Въ темнотѣ своей комнаты, отыскивая коробочку спичекъ, я съ горечью повторилъ про себя:
«Съ согласія графини… Мы не мало смѣялись!..»
XXII.
Становилось черезчуръ душно; не отъ жары, а отъ того воздуха, которымъ дышали въ Villino Ruffi. Все то же statu-duo тянулось изо-дня въ день. Надо было чѣмъ-нибудь его прикончить.
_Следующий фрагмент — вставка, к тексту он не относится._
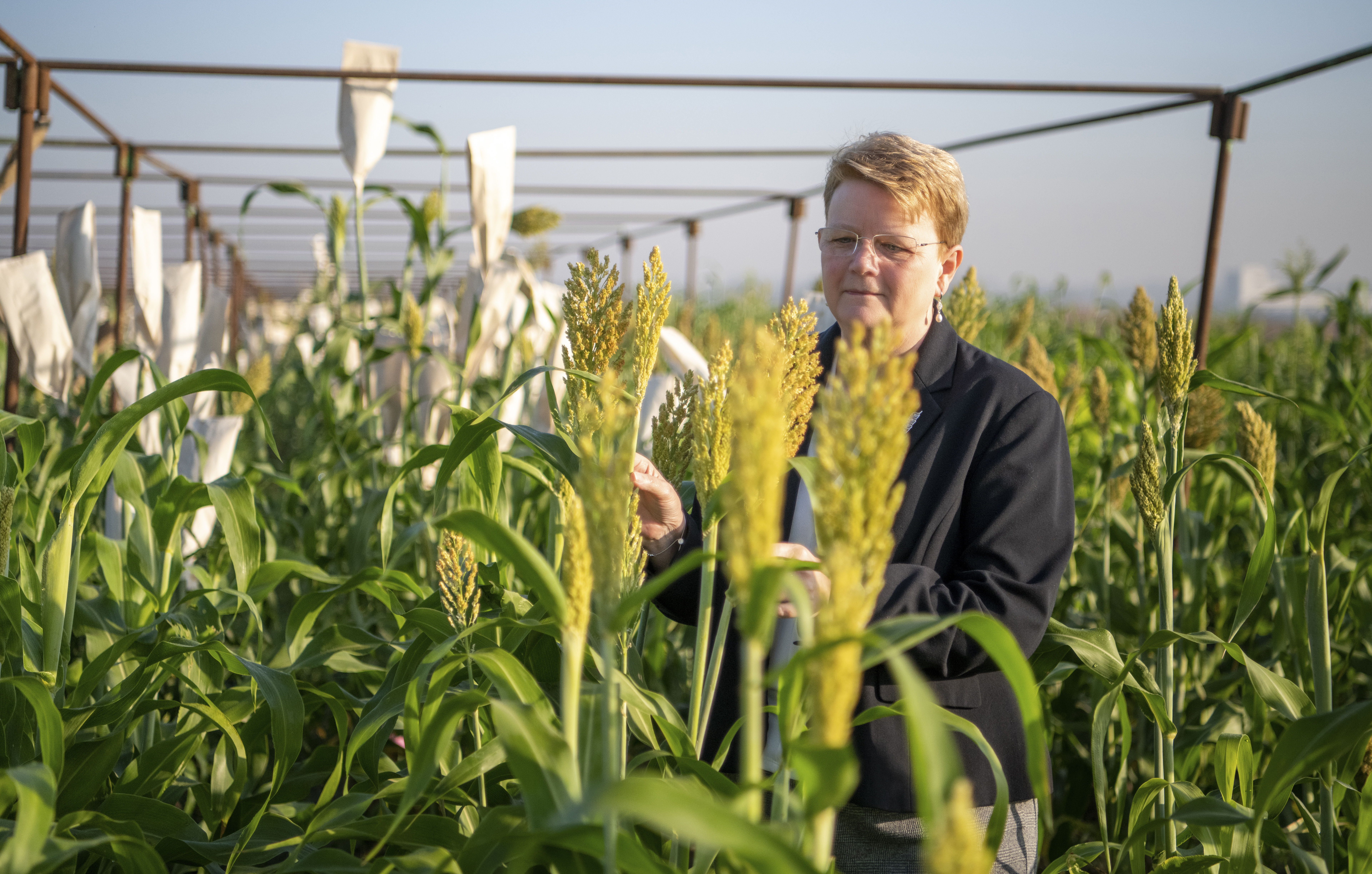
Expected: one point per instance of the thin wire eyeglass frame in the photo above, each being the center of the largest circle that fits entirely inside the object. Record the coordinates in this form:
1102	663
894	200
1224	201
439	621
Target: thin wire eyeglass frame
905	242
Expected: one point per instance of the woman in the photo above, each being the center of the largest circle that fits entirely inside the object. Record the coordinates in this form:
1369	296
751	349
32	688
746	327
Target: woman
987	518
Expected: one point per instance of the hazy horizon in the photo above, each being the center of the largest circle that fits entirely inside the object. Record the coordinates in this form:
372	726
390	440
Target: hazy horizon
1130	198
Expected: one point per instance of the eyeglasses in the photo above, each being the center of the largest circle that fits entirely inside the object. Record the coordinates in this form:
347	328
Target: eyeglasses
839	244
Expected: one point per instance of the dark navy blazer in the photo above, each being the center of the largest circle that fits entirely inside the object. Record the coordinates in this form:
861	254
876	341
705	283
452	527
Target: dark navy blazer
986	525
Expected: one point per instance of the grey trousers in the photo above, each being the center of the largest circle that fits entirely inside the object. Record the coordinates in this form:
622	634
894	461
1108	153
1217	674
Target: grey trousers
873	842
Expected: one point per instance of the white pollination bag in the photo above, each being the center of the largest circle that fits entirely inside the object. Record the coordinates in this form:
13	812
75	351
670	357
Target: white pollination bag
490	171
180	319
366	108
212	346
147	280
78	272
36	323
221	438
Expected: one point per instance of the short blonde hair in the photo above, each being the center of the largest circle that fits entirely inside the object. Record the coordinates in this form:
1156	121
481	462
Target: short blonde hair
924	179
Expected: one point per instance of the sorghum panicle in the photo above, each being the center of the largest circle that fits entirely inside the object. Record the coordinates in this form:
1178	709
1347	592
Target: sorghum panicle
966	307
795	329
674	431
758	418
861	438
651	304
1139	331
1176	352
1038	366
957	846
1257	442
711	426
1143	481
458	581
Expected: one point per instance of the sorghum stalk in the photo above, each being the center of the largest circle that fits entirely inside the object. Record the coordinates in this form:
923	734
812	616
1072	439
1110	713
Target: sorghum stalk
462	600
1101	416
1138	331
610	503
577	580
957	846
713	434
1148	497
753	527
6	522
1175	368
361	253
1318	628
861	442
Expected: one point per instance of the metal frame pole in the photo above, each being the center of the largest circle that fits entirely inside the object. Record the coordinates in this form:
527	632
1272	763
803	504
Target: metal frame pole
235	301
1229	123
692	259
24	179
798	213
190	204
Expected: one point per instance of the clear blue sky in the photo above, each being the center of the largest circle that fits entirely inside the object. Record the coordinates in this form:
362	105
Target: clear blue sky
1131	198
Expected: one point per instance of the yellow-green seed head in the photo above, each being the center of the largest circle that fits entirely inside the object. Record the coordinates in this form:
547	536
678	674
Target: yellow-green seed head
578	578
458	581
433	208
713	430
6	525
1205	418
1257	442
651	304
1176	361
1143	481
966	307
795	330
608	497
757	490
1020	326
957	846
596	326
1038	366
1139	331
674	431
259	379
536	220
412	326
861	442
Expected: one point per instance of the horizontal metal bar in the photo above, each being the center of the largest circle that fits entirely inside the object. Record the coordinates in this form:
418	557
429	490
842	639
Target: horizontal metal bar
86	176
1307	71
228	149
995	138
685	81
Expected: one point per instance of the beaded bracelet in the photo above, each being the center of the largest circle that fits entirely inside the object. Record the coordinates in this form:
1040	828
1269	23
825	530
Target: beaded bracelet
678	543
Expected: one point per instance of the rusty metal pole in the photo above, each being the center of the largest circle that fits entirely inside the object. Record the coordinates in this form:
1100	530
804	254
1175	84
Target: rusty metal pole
127	168
24	180
798	212
190	202
626	275
1229	123
692	252
235	302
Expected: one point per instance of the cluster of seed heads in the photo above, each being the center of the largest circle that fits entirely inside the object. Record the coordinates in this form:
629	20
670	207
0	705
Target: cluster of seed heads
458	581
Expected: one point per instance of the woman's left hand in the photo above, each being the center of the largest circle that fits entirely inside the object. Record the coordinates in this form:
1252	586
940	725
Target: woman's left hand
816	582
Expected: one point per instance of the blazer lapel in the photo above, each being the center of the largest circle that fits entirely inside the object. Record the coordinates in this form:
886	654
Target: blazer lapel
934	378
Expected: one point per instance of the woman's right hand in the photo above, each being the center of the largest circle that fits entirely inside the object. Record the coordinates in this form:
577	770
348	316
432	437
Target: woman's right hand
659	507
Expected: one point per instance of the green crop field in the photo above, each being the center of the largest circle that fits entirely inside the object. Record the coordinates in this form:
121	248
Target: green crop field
407	648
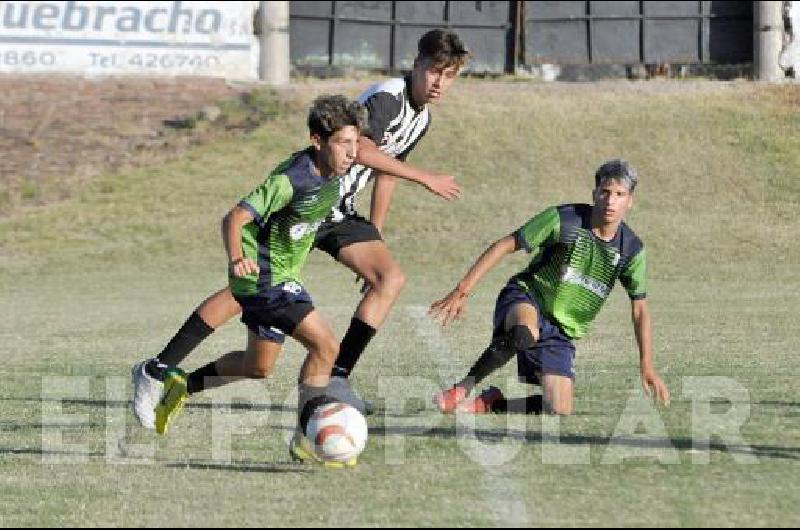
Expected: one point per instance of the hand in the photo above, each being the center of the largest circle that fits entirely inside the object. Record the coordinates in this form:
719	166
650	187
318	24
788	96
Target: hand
243	267
444	186
653	383
450	307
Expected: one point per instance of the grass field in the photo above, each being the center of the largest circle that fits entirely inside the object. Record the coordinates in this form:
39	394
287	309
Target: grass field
89	286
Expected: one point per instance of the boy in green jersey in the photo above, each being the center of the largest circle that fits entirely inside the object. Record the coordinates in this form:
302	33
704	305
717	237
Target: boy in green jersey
268	237
579	251
399	117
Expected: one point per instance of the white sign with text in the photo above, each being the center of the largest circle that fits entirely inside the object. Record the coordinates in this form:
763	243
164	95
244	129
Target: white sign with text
140	38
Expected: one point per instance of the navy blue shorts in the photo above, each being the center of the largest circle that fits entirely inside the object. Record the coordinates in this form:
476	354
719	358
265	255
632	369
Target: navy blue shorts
276	313
333	236
553	353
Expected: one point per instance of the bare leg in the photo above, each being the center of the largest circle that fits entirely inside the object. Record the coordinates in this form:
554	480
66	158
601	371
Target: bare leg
219	308
373	261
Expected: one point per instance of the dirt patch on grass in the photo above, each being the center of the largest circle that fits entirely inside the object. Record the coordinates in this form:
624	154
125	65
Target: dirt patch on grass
58	132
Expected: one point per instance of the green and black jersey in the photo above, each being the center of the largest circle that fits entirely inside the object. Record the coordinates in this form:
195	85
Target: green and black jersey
288	208
573	271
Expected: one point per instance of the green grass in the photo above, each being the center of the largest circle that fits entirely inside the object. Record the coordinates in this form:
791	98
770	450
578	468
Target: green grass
90	285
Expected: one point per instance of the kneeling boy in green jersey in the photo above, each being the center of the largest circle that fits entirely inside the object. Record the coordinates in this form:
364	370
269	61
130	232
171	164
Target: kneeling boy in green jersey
579	252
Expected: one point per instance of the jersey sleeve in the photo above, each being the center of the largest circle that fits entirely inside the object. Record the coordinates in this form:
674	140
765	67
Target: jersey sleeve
382	108
542	230
402	156
634	276
271	196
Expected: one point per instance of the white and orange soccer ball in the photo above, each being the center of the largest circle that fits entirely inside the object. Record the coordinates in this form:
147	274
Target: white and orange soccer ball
338	432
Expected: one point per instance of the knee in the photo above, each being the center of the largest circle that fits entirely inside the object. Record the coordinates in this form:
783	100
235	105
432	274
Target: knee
392	280
326	350
559	409
261	371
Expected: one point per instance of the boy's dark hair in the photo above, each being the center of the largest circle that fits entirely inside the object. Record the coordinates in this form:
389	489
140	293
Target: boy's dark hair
328	114
444	48
617	169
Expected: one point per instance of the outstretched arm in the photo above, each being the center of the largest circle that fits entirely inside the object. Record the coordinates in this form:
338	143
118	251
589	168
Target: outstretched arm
232	225
642	324
453	305
369	155
382	193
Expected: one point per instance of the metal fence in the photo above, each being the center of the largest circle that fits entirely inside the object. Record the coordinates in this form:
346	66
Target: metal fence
505	35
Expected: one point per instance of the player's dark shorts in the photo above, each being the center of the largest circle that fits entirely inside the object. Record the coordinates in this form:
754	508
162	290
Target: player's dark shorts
333	236
553	353
276	313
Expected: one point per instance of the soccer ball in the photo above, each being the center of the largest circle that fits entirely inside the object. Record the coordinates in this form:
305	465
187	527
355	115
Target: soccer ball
338	432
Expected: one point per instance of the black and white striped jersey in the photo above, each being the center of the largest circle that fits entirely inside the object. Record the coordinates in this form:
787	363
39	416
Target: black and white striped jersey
395	126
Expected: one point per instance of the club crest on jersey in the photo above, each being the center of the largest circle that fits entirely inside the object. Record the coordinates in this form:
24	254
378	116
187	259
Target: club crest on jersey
293	287
576	277
299	231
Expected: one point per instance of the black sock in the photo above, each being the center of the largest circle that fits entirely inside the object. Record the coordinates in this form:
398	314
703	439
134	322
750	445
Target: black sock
353	345
196	382
529	405
192	333
494	357
155	369
309	398
500	351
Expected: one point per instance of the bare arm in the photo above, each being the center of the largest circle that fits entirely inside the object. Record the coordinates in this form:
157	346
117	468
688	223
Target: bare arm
642	325
369	155
452	306
382	193
232	225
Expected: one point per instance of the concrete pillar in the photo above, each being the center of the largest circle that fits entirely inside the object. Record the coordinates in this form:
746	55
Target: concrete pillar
274	63
768	35
790	57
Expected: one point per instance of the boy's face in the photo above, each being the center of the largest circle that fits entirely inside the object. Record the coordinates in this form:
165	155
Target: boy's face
612	201
338	152
432	81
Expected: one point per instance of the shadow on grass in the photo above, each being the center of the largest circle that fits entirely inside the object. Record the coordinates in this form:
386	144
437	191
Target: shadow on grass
241	466
102	403
778	403
498	435
254	407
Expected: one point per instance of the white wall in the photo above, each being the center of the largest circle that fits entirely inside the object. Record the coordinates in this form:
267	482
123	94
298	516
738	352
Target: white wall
790	57
199	38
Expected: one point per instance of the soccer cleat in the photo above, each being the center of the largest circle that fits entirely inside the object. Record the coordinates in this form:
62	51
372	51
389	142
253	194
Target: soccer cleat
301	450
147	394
483	403
175	394
340	389
448	400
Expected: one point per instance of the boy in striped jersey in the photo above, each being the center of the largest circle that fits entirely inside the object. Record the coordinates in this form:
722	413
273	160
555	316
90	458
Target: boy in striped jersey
579	251
398	119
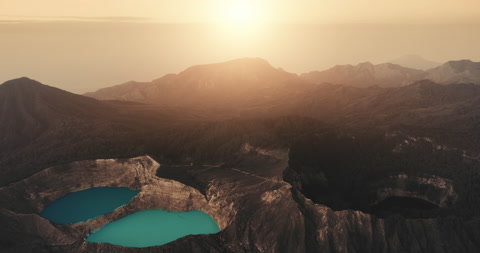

Не знаю, выдержалъ ли бы я еще, еслибъ не поѣздка графа съ графиней въ Фьезоле.
Должно быть этой дорогѣ суждено было каждый разъ служить развязкѣ или, по крайнѣй мѣрѣ, приготовленіемъ къ ней.
Графъ два дня сряду приставалъ къ женѣ, приглашая ее отправиться вдвоемъ куда-нибудь въ окрестности. Она предлагала ему общій пикникъ «съ дѣтьми», но онъ упорно держался своего плана и такъ поставилъ этотъ вопросъ, что она согласилась съ видимой неохотой.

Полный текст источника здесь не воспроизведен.